Online shopping will account for more than 50% of retail sales (up from 19% currently) in the next 10 years according to a new report, The Digital Tipping Point, out today (Tuesday 9 July).
Commissioned by law firm Womble Bond Dickinson (WBD) which advises a wide range of retailers, the report reveals that this growth will be powered by three primary factors: the changing demographic of the UK adult population, the development of faster, cheaper, in-home deliveries and fewer physical stores.
However the law firm warned there are also potential risks ahead for retailers that don’t prioritise data security when embracing the new technologies needed to thrive in a digital future.
In 10 years, Gen Z and Millennials will make up half of adult consumers with the shopping habits of younger consumers becoming more dominant. The research conducted by Retail Economics showed that 62% of 16-24 year olds (Gen Z) shop online at least every fortnight (compared with just 29% aged over 65 years), averaging around three online purchases per month.
Millennials also spend the highest proportion online currently (22.1%), averaging £42.32 per online transaction and spending £110.45 online each month.
Some 53% of Gen Z consumers said smartphones influenced them most in terms of ‘awareness’ of new retailers/brands compared with just 3% of those aged over 65 indicating how much more online marketing impacts younger adults. However almost a quarter of Gen Zs also said they are more likely to do shopping in high streets and shopping centres.
The top three factors that would accelerate online shopping for consumers are cheaper (47%) and faster (26%) delivery and easier returns (26%) all of which are key areas of investment for retailers looking to own more of the digital market.
Easier returns are more important for Gen Z (28%) and Millennials (30%) than any other age group. In addition to this there is a rising trend of in-home deliveries (deliveries while homeowners are out).
Also driving the acceleration of online shopping are emerging business models such as subscriptions and auto-replenishment which further increase in online penetration rates for repeat purchases.
Amid the recent collapses of physical retail, 10% of consumers said they will shop less in physical stores in the next 12 months outweighing those who suggested they will shop more frequently in-store. With more consumers turning to online, demand for retail property is at its lowest since 2007.
Richard Lim, Retail Economics, said: “It’s no exaggeration to say that the retail industry is undergoing a period of unprecedented change. Despite concurrent waves of political and economic upheaval in our midst, our work with retailers suggest this is a mere distraction from the seismic structural shifts reshaping the retail landscape.
“Successful retailers have always had to reinvent themselves to stay relevant. However, the pace of change will inevitably prove too fast for many – as shown by the number of CVAs hitting the headlines. While the impact of future technologies and consumer acceptance is highly uncertain, it definitely feels like the digital retail-revolution is only just getting started.”
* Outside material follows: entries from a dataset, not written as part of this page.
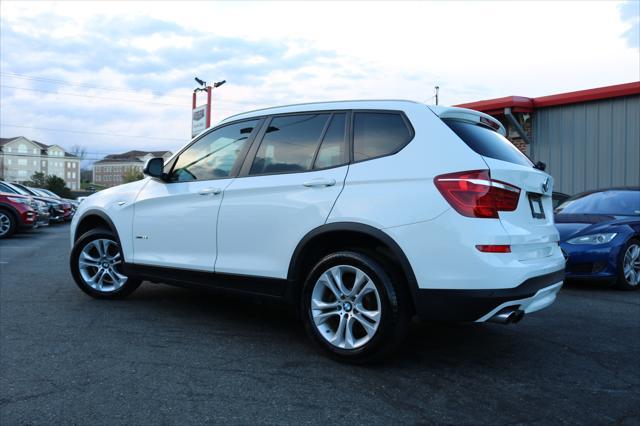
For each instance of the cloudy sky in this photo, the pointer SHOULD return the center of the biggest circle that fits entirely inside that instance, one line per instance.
(114, 76)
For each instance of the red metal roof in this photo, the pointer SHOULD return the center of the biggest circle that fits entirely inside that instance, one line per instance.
(522, 104)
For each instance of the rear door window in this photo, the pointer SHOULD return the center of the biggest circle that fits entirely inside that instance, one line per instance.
(289, 144)
(487, 142)
(376, 134)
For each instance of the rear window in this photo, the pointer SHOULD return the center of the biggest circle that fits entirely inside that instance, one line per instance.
(487, 142)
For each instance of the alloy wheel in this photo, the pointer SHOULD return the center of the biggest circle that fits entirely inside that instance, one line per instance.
(5, 224)
(631, 264)
(100, 264)
(345, 307)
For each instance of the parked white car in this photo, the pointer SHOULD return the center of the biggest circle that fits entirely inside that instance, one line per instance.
(362, 213)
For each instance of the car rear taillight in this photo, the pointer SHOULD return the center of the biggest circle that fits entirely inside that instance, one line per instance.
(475, 194)
(493, 248)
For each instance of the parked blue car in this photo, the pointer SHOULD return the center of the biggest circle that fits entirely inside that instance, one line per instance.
(600, 235)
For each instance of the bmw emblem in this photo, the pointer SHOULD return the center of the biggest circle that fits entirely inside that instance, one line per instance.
(545, 186)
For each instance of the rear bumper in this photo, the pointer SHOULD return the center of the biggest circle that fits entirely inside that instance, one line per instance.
(479, 305)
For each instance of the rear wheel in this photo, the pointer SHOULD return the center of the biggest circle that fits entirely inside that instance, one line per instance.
(96, 265)
(629, 267)
(7, 224)
(353, 309)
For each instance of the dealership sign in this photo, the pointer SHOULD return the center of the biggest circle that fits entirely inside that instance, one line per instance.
(198, 120)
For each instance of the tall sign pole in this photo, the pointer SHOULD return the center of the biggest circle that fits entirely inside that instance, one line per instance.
(201, 114)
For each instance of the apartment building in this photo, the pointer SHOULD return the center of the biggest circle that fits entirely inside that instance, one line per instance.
(21, 157)
(112, 169)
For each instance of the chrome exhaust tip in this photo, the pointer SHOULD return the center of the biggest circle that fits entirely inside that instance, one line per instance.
(508, 315)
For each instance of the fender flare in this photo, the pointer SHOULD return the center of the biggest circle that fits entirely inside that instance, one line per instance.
(363, 229)
(102, 215)
(12, 210)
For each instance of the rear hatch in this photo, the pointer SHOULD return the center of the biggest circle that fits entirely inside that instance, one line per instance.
(530, 225)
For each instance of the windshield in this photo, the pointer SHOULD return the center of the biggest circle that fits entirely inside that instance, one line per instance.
(612, 202)
(16, 189)
(487, 142)
(40, 192)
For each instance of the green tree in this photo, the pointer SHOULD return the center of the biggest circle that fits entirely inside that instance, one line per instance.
(132, 175)
(37, 180)
(57, 185)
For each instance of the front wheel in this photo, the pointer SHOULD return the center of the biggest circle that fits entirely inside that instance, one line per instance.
(7, 224)
(353, 309)
(96, 265)
(629, 267)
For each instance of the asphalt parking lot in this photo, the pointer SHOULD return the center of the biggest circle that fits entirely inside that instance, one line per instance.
(173, 356)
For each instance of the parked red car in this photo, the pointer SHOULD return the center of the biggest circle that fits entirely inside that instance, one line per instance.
(15, 213)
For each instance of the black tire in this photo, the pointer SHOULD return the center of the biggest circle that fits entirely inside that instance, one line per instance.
(395, 308)
(7, 216)
(130, 285)
(621, 281)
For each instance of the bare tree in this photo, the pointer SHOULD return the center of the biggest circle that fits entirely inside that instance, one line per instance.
(79, 151)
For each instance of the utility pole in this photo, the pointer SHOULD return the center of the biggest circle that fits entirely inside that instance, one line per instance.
(201, 117)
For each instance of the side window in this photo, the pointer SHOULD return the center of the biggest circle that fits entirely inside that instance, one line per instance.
(332, 150)
(376, 134)
(289, 144)
(213, 156)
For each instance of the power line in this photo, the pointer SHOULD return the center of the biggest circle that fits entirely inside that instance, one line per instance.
(93, 133)
(81, 85)
(51, 157)
(93, 97)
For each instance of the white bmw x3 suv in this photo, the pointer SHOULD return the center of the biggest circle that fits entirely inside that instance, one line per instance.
(362, 213)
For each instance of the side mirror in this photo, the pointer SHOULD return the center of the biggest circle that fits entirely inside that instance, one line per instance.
(154, 168)
(540, 166)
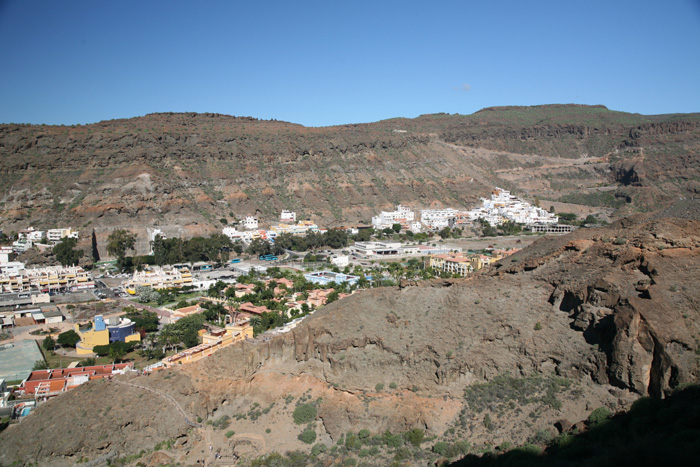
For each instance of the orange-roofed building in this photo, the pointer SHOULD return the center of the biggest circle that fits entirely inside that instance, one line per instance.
(248, 307)
(48, 383)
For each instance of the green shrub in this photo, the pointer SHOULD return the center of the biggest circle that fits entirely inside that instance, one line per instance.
(393, 441)
(415, 436)
(307, 436)
(440, 448)
(304, 413)
(352, 441)
(599, 416)
(318, 449)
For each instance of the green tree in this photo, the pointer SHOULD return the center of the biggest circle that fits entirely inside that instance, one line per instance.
(147, 294)
(68, 339)
(95, 250)
(49, 343)
(118, 243)
(65, 251)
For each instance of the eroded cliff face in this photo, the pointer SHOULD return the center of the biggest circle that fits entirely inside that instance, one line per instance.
(184, 172)
(613, 311)
(630, 292)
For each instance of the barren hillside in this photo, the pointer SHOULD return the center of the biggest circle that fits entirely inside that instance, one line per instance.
(184, 172)
(596, 318)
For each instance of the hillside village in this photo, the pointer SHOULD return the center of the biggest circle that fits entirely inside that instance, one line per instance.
(175, 314)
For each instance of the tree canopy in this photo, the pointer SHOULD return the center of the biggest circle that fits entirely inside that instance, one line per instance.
(119, 242)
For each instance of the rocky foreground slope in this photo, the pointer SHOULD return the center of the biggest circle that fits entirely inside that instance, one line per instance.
(596, 318)
(183, 173)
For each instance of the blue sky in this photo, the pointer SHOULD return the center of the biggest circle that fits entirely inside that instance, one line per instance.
(326, 63)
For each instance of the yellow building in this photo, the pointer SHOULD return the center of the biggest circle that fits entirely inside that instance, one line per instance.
(159, 278)
(104, 332)
(453, 264)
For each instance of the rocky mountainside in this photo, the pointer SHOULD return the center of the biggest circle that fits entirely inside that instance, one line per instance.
(596, 318)
(184, 172)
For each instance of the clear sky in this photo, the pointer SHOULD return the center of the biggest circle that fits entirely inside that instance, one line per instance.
(331, 62)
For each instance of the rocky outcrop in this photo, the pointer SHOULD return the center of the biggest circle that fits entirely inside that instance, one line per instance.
(612, 311)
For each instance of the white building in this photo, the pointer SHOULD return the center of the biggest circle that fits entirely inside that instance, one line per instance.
(250, 222)
(233, 234)
(155, 233)
(403, 215)
(55, 235)
(340, 260)
(30, 235)
(437, 218)
(288, 216)
(503, 206)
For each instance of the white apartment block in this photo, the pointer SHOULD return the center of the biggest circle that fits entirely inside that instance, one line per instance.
(51, 278)
(505, 207)
(250, 222)
(233, 234)
(159, 278)
(55, 235)
(385, 219)
(288, 216)
(30, 235)
(437, 218)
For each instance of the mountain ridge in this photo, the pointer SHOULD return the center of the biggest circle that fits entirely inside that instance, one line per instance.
(182, 172)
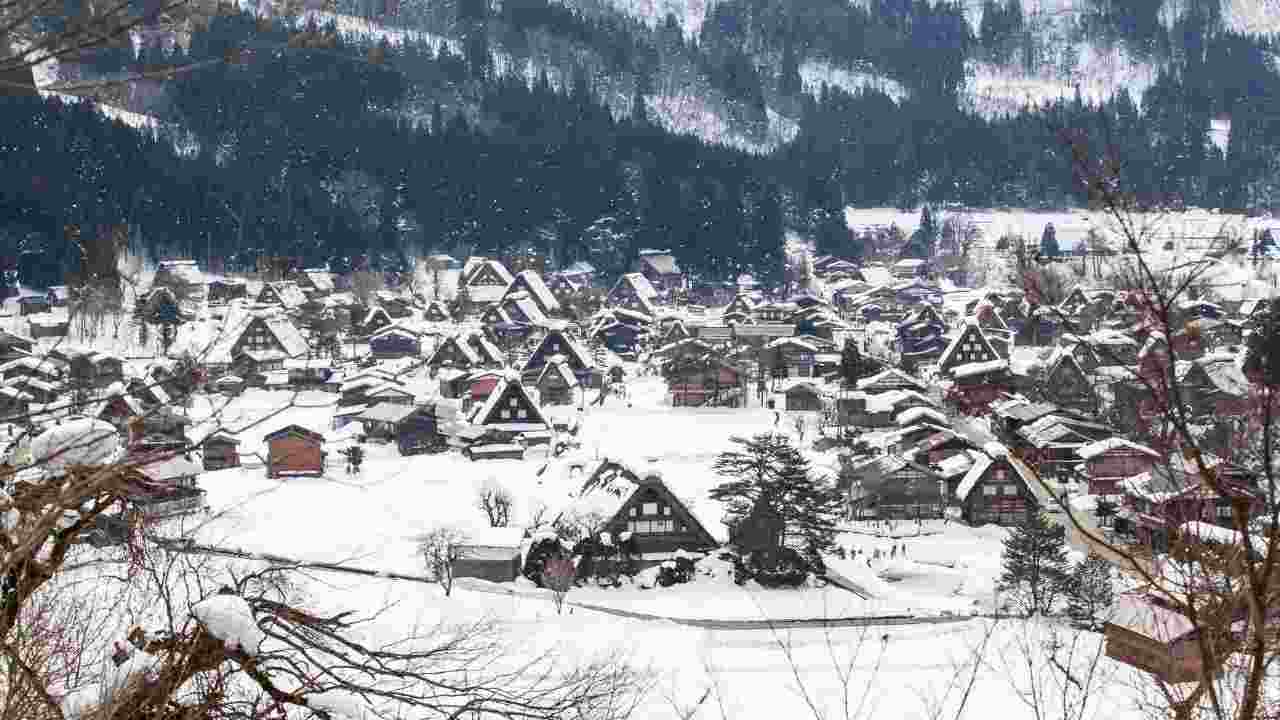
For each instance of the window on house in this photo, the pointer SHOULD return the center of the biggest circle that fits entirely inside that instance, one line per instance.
(650, 527)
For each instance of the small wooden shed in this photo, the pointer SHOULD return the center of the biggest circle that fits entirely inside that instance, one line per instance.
(492, 554)
(220, 451)
(295, 450)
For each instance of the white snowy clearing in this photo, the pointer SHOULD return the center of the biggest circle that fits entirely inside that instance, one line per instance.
(816, 73)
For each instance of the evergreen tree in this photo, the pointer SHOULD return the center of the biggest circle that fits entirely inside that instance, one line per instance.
(1048, 242)
(789, 77)
(1089, 591)
(1034, 565)
(850, 363)
(924, 240)
(772, 495)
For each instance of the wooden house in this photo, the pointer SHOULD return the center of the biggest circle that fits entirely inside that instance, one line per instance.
(375, 319)
(1050, 442)
(1106, 463)
(1074, 301)
(511, 409)
(458, 352)
(220, 451)
(48, 326)
(632, 291)
(484, 281)
(536, 291)
(563, 287)
(283, 294)
(1174, 492)
(164, 487)
(557, 384)
(741, 304)
(118, 410)
(394, 341)
(14, 404)
(489, 554)
(648, 520)
(1152, 636)
(807, 397)
(225, 290)
(661, 269)
(48, 368)
(420, 431)
(999, 490)
(790, 358)
(39, 391)
(704, 381)
(561, 343)
(1066, 384)
(382, 418)
(1216, 387)
(33, 304)
(968, 347)
(14, 346)
(314, 282)
(295, 450)
(95, 369)
(894, 487)
(910, 268)
(266, 340)
(621, 333)
(396, 305)
(437, 311)
(183, 278)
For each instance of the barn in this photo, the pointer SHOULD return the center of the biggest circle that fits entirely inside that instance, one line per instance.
(295, 450)
(490, 554)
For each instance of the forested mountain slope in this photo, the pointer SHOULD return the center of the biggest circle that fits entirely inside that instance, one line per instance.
(592, 128)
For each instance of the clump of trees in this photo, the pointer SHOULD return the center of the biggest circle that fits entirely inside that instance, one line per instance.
(781, 514)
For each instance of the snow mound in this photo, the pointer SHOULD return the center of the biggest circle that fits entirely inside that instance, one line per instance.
(229, 619)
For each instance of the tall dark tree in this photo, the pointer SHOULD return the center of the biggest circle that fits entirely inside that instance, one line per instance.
(1048, 242)
(1034, 565)
(772, 495)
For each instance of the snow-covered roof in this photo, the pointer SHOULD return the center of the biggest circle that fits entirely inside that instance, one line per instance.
(74, 442)
(1150, 619)
(970, 369)
(915, 414)
(533, 282)
(1095, 449)
(981, 463)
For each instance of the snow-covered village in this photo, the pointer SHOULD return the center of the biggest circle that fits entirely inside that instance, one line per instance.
(900, 488)
(640, 360)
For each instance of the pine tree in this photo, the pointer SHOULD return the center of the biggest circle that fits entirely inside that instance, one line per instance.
(772, 495)
(850, 363)
(1048, 242)
(789, 77)
(1089, 591)
(1034, 565)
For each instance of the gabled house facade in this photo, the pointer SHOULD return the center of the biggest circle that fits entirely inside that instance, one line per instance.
(661, 269)
(997, 490)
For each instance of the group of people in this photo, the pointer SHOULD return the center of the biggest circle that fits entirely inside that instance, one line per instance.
(878, 554)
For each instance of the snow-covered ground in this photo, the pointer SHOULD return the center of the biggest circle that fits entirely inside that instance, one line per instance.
(816, 73)
(1098, 72)
(691, 114)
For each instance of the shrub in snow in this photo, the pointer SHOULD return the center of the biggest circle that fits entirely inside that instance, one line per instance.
(1034, 565)
(539, 552)
(676, 572)
(229, 619)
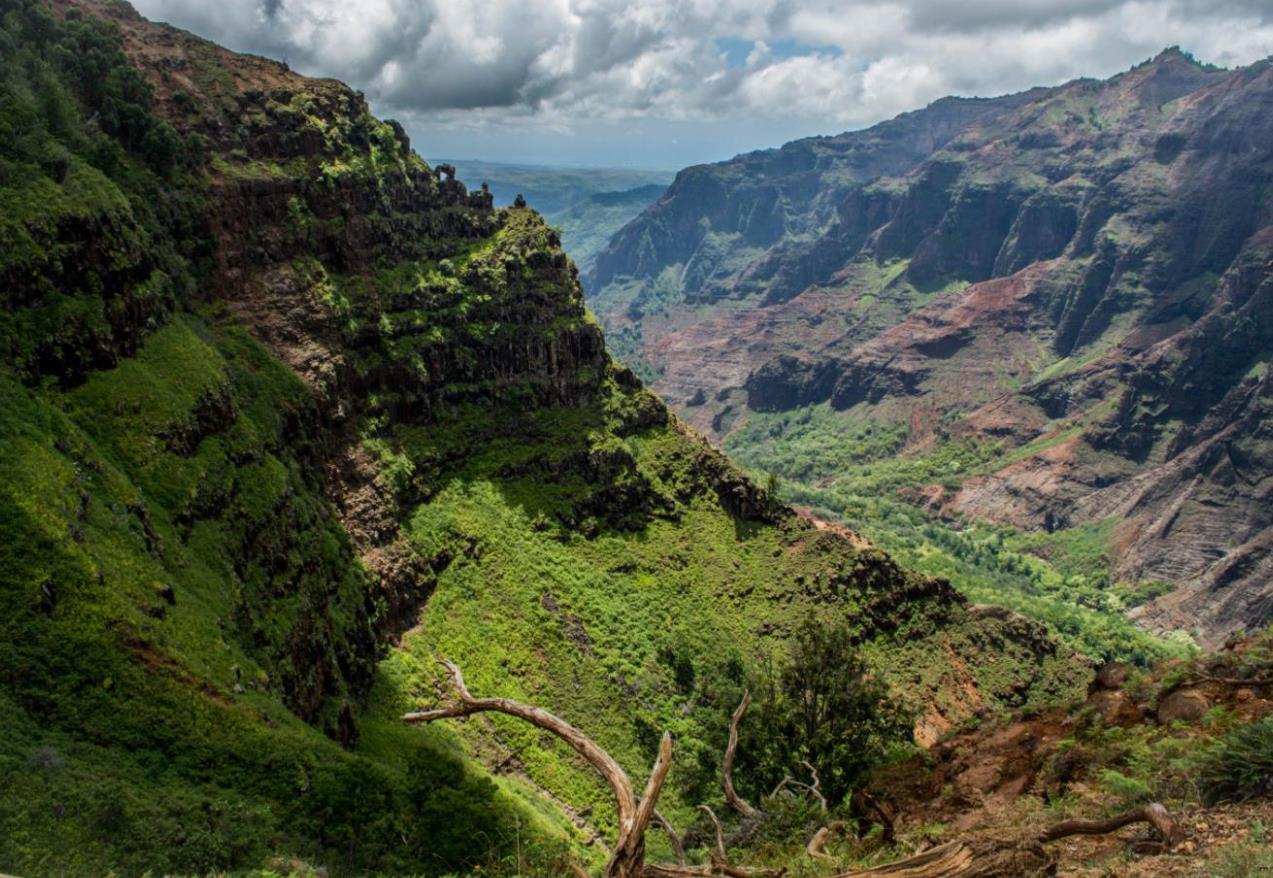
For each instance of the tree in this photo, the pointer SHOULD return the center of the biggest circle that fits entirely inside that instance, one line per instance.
(824, 709)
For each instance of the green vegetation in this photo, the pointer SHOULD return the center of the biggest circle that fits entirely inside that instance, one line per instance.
(848, 467)
(1240, 765)
(223, 579)
(821, 708)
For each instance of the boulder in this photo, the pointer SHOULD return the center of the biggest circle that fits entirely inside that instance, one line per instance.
(1184, 704)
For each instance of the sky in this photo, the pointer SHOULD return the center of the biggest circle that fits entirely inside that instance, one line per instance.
(671, 83)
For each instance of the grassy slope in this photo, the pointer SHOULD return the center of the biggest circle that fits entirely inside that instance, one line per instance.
(853, 467)
(178, 592)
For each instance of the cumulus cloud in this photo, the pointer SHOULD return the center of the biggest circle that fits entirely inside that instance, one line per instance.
(562, 64)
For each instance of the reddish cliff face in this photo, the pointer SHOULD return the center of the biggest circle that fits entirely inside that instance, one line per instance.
(1085, 267)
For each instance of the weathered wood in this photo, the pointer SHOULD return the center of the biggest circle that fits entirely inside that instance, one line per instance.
(672, 836)
(1153, 813)
(816, 845)
(731, 795)
(628, 859)
(1021, 858)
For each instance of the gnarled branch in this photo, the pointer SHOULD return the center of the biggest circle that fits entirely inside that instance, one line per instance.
(731, 795)
(672, 837)
(1153, 813)
(634, 815)
(817, 844)
(992, 859)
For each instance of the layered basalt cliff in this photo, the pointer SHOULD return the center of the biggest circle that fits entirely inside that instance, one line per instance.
(1085, 264)
(287, 415)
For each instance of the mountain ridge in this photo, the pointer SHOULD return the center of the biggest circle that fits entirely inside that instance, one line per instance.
(1095, 219)
(288, 416)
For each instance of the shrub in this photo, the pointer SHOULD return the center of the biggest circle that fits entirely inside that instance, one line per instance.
(1240, 765)
(822, 708)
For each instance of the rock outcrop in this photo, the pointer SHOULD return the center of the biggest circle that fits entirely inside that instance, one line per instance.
(1086, 267)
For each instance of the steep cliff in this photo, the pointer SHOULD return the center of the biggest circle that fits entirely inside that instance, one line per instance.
(1068, 289)
(287, 416)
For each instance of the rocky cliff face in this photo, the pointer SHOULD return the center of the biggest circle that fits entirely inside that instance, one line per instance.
(1083, 267)
(287, 415)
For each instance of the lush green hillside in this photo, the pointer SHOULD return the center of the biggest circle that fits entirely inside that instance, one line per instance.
(1043, 316)
(553, 190)
(588, 205)
(287, 416)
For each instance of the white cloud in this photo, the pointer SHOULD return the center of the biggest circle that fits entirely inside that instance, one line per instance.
(560, 64)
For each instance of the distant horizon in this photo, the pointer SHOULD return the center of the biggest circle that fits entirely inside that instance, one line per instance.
(663, 85)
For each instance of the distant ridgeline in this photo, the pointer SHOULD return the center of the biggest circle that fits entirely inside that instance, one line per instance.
(285, 416)
(1045, 318)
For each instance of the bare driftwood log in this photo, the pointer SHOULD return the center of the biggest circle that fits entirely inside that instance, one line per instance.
(628, 859)
(1155, 815)
(731, 795)
(672, 837)
(871, 809)
(817, 844)
(997, 858)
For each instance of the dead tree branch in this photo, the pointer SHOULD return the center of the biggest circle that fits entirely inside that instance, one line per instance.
(634, 815)
(991, 858)
(672, 837)
(731, 795)
(817, 844)
(1155, 815)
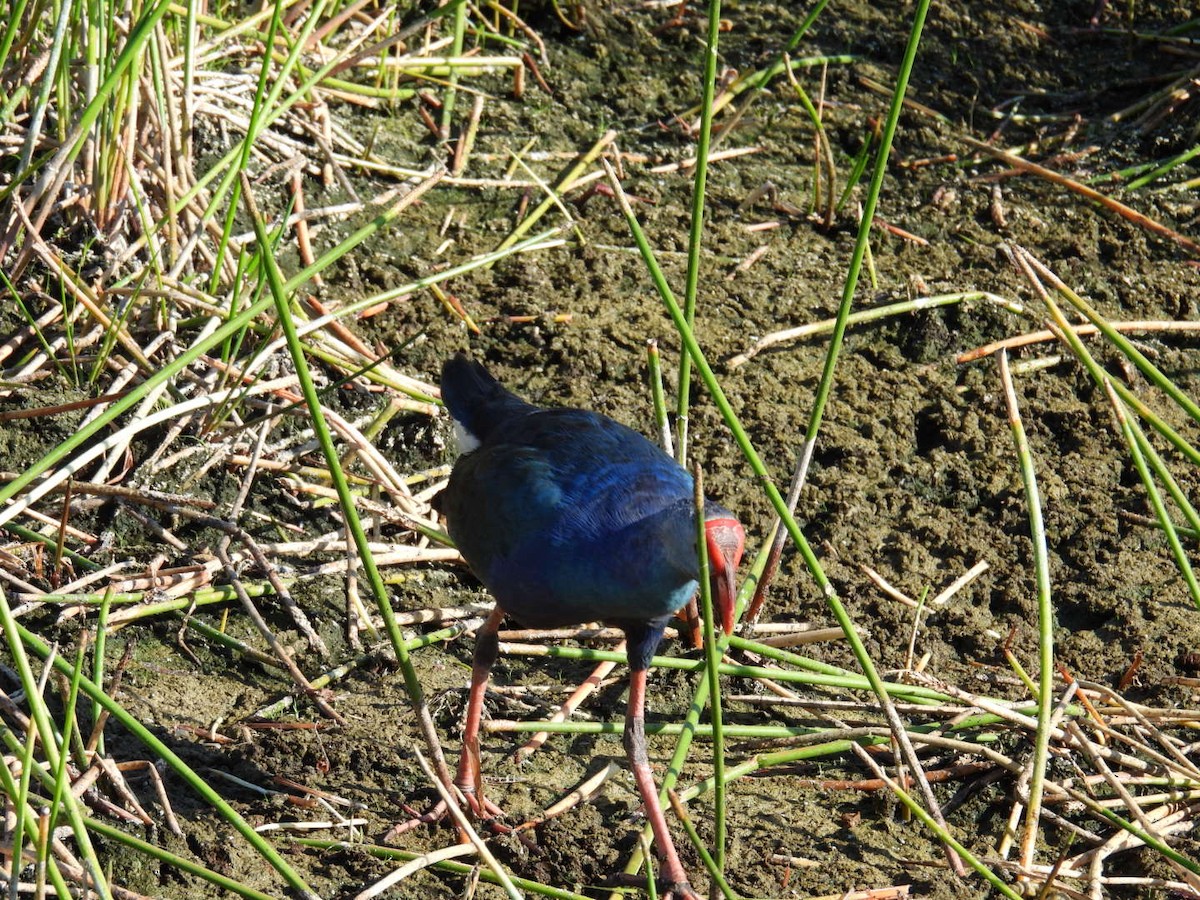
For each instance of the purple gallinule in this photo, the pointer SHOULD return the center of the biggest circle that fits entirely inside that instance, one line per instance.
(568, 516)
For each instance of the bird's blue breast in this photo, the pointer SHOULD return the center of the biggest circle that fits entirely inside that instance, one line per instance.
(568, 516)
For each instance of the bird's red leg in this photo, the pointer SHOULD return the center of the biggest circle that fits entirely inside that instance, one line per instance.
(468, 778)
(635, 749)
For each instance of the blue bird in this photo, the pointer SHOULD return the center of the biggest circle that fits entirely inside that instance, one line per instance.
(568, 516)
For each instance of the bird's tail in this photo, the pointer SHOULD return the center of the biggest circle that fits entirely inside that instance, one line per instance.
(475, 400)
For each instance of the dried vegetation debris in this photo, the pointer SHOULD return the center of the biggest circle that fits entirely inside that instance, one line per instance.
(125, 258)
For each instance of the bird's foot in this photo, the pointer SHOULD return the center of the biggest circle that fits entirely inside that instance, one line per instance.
(481, 809)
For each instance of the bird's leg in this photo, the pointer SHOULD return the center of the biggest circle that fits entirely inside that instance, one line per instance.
(635, 749)
(468, 778)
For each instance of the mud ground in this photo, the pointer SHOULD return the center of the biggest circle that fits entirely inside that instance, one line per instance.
(915, 473)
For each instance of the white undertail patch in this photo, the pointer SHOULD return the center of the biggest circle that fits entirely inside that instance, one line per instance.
(463, 438)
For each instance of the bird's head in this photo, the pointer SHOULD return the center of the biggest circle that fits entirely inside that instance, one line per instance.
(725, 540)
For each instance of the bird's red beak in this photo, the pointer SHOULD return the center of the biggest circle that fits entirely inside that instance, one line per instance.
(726, 541)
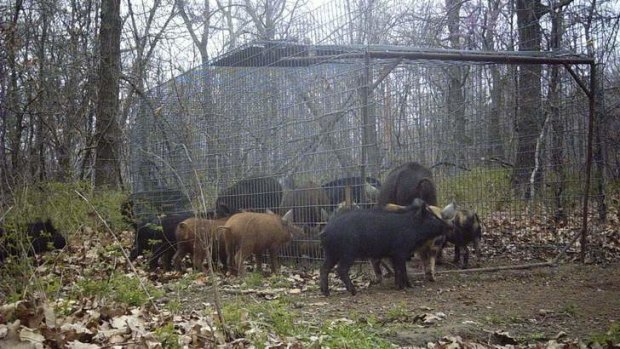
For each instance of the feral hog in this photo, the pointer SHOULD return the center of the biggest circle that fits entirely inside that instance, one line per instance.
(200, 238)
(431, 252)
(362, 192)
(467, 228)
(249, 233)
(253, 194)
(308, 203)
(158, 236)
(407, 182)
(375, 234)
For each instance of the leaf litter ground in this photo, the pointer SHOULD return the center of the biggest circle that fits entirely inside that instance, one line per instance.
(563, 306)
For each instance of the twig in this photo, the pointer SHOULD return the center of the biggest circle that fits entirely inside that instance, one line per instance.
(122, 249)
(492, 269)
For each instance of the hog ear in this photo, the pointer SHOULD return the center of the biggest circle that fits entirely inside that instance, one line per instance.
(417, 202)
(324, 215)
(449, 212)
(288, 216)
(371, 191)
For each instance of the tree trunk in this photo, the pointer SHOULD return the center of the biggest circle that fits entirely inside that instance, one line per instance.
(528, 123)
(456, 95)
(107, 165)
(557, 124)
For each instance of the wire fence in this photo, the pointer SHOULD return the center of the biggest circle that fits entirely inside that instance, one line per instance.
(307, 114)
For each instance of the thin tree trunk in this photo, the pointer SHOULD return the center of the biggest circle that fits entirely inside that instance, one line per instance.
(528, 123)
(107, 136)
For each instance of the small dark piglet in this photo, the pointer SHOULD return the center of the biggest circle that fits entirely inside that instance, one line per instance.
(376, 234)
Whilst consumers demand better technology from retailers for a seamless shopping experience they are also aware of the need to protect their personal data. Over a quarter of respondents have taken some action to limit the amount of data shared with companies, reaching almost a third for 16-24 year olds.
Consumers’ attitudes towards sharing data showed they believed businesses benefited more than consumers. Two thirds thought companies benefited more from the sharing of data compared to just 8% of who thought consumers did. Some 26% said there was an equal exchange of value. Financial rewards, free and discounted products rank most highly for consumers in terms of benefits they would still be willing to exchange their data for.
Gavin Matthews, head of retail at Womble Bond Dickinson, added: “Online retail is being driven on apace due to a combination of factors and early adopters in the retail market who can flex and adapt their business models quickly will rise to the top. However, as retailers leverage new technologies to support this growth, new risks also emerge.
“Consumers are increasingly conscious of the need to protect personal data and their privacy in order to reduce the risk of fraud, identity theft and misuse of their data. Real damage can be done to a retailer’s brand and reputation with any data breach and loss of trust can have far reaching consequences for any business and its bottom line.”